Until recently, heart specialists have not had noninvasive tools like MRI and CT to better understand the heart’s electrical function. In work supported by a Merit Award from the NIH, Rudy has pioneered a novel, noninvasive imaging modality for cardiac electrophysiology and arrhythmias.
The new method, electrocardiographic imaging (ECGI), adds a much-needed clinical tool for the diagnosis and treatment of erratic heart rhythms. It also provides a noninvasive method for mechanistic studies of cardiac arrhythmias in humans.
“ECGI has much potential,” Rudy said. “One application could be as a screening tool to identify patients at risk of sudden death from arrhythmia. Another is diagnosis and guidance of therapeutic interventions.
“We have tested and validated the technology extensively in animal experiments and recently have started its application in humans.”
Rudy’s technology, instead of using 12 electrodes like EKG, uses 250 electrodes in a vest the patient wears. This vest takes the equivalent of 250 EKGs simultaneously, getting electrical data from the entire torso.
At the same time, anatomical data that include the torso geometry and the shape and location of the heart are obtained via a CT scan.

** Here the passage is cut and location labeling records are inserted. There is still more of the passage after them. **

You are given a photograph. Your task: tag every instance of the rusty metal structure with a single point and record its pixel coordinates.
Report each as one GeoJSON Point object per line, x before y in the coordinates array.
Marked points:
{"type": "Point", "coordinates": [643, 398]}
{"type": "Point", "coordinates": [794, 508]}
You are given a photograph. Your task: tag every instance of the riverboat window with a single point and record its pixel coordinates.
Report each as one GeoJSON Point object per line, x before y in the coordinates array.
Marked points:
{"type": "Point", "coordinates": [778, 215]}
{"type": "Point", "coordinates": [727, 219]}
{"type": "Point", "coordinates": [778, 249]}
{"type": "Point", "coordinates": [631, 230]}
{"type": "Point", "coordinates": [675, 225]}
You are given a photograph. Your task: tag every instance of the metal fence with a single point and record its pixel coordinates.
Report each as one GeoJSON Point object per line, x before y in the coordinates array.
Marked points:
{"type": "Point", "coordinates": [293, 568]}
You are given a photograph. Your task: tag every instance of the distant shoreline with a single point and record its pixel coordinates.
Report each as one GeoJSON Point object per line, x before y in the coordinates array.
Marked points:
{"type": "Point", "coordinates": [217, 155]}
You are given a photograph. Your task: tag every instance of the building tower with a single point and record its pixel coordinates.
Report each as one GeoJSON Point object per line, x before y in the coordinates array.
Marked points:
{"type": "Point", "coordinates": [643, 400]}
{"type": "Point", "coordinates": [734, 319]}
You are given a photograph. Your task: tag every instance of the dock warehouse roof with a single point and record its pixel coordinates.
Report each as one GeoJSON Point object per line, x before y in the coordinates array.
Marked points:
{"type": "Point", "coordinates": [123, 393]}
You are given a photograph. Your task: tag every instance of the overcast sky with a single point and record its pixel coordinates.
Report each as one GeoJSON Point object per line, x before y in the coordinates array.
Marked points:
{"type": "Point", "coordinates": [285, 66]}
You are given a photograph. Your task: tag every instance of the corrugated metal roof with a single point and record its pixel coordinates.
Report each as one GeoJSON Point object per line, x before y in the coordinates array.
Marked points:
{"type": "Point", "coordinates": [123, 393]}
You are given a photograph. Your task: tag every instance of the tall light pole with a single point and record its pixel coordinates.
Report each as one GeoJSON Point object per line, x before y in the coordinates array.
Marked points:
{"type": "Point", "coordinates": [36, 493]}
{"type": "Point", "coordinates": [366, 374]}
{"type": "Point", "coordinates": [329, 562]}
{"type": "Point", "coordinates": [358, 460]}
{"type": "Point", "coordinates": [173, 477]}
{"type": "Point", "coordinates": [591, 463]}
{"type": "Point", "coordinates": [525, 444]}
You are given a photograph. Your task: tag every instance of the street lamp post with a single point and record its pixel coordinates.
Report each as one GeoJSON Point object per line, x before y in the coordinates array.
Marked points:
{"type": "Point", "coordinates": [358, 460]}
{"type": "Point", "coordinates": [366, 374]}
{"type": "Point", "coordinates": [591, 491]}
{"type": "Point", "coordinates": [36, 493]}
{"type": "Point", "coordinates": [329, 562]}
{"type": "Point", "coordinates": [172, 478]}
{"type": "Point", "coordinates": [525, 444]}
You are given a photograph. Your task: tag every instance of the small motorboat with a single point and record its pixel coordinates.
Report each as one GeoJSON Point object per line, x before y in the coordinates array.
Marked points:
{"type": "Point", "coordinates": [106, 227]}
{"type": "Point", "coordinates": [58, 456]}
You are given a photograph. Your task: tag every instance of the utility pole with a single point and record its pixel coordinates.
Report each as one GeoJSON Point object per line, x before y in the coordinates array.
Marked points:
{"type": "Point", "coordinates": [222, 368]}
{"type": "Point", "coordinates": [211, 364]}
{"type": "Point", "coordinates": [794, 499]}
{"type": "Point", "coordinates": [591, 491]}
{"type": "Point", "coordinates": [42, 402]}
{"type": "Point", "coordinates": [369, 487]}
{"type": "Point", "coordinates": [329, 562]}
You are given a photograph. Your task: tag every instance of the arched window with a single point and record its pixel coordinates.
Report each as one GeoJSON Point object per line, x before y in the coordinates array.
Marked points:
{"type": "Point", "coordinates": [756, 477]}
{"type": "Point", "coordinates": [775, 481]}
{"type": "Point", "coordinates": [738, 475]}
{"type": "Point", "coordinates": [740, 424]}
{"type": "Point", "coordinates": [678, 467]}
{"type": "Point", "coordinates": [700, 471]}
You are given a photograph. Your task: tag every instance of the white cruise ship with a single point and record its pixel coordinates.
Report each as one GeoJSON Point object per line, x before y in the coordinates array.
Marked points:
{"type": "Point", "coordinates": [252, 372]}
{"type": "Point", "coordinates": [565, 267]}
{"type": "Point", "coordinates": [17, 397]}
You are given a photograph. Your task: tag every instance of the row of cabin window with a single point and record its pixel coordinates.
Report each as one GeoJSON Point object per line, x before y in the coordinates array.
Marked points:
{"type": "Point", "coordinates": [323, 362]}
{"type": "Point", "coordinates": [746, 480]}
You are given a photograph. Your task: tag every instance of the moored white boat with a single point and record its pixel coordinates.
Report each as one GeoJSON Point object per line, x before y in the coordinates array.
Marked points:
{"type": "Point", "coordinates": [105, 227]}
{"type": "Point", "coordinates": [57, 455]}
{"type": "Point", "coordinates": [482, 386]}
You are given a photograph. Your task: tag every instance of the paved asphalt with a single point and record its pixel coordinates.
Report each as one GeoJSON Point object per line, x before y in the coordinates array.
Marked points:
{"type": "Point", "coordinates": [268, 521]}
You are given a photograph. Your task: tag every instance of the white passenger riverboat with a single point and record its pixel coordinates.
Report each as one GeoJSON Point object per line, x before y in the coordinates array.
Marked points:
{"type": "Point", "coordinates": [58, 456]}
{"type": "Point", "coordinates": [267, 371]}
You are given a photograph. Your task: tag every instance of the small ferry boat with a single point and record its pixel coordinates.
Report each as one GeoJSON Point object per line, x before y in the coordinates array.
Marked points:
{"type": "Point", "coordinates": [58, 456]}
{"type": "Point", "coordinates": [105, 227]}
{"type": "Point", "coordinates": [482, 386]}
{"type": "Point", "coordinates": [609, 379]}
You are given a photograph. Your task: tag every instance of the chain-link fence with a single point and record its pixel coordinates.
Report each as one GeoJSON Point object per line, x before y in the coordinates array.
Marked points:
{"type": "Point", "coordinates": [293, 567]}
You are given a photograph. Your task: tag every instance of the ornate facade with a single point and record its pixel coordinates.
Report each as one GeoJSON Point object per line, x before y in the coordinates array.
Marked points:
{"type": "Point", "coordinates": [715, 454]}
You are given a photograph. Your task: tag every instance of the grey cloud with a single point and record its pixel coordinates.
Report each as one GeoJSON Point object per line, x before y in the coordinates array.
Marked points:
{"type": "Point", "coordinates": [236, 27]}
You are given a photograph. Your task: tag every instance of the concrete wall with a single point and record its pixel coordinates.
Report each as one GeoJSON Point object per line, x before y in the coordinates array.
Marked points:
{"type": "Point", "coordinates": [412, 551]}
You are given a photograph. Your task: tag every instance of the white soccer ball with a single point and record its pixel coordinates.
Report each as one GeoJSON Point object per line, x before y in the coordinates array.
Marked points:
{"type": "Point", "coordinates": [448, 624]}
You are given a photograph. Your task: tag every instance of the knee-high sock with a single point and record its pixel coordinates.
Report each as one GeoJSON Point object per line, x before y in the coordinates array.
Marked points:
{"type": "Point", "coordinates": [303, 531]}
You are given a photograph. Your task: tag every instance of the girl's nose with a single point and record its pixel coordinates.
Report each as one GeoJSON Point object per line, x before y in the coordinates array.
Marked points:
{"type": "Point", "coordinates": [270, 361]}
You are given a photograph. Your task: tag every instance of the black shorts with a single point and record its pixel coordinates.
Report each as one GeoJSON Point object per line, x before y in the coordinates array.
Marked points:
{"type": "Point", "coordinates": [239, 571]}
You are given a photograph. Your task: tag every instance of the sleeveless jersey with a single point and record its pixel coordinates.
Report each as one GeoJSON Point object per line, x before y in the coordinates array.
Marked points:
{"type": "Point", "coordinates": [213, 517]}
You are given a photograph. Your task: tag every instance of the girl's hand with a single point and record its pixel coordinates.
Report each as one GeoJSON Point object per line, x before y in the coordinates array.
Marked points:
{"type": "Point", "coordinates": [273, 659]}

“We obtain two pieces of information — the EKG field on the body surface and the CT information for the geometrical relationship of the heart and torso,” Rudy said. “Over the years, we’ve developed the mathematics and computer algorithms to combine these two pieces of information and solve for the electrical activity of the heart.”
Rudy joined WUSTL in September, bringing with him from Case Western Reserve University 22 people, including two faculty members (Jianmin Cui, Ph.D., and Igor R. Efimov, Ph.D.), doctoral students and laboratory personnel.
Rudy is a professor of biomedical engineering in the School of Engineering & Applied Science, and of cell biology and physiology, of medicine, of radiology and of pediatrics, all in the School of Medicine.
He will establish an interdisciplinary center for the study of cardiac electrophysiology and arrhythmias, the Cardiac Bioelectricity and Arrhythmia Center, with faculty in various departments of the medical and engineering schools.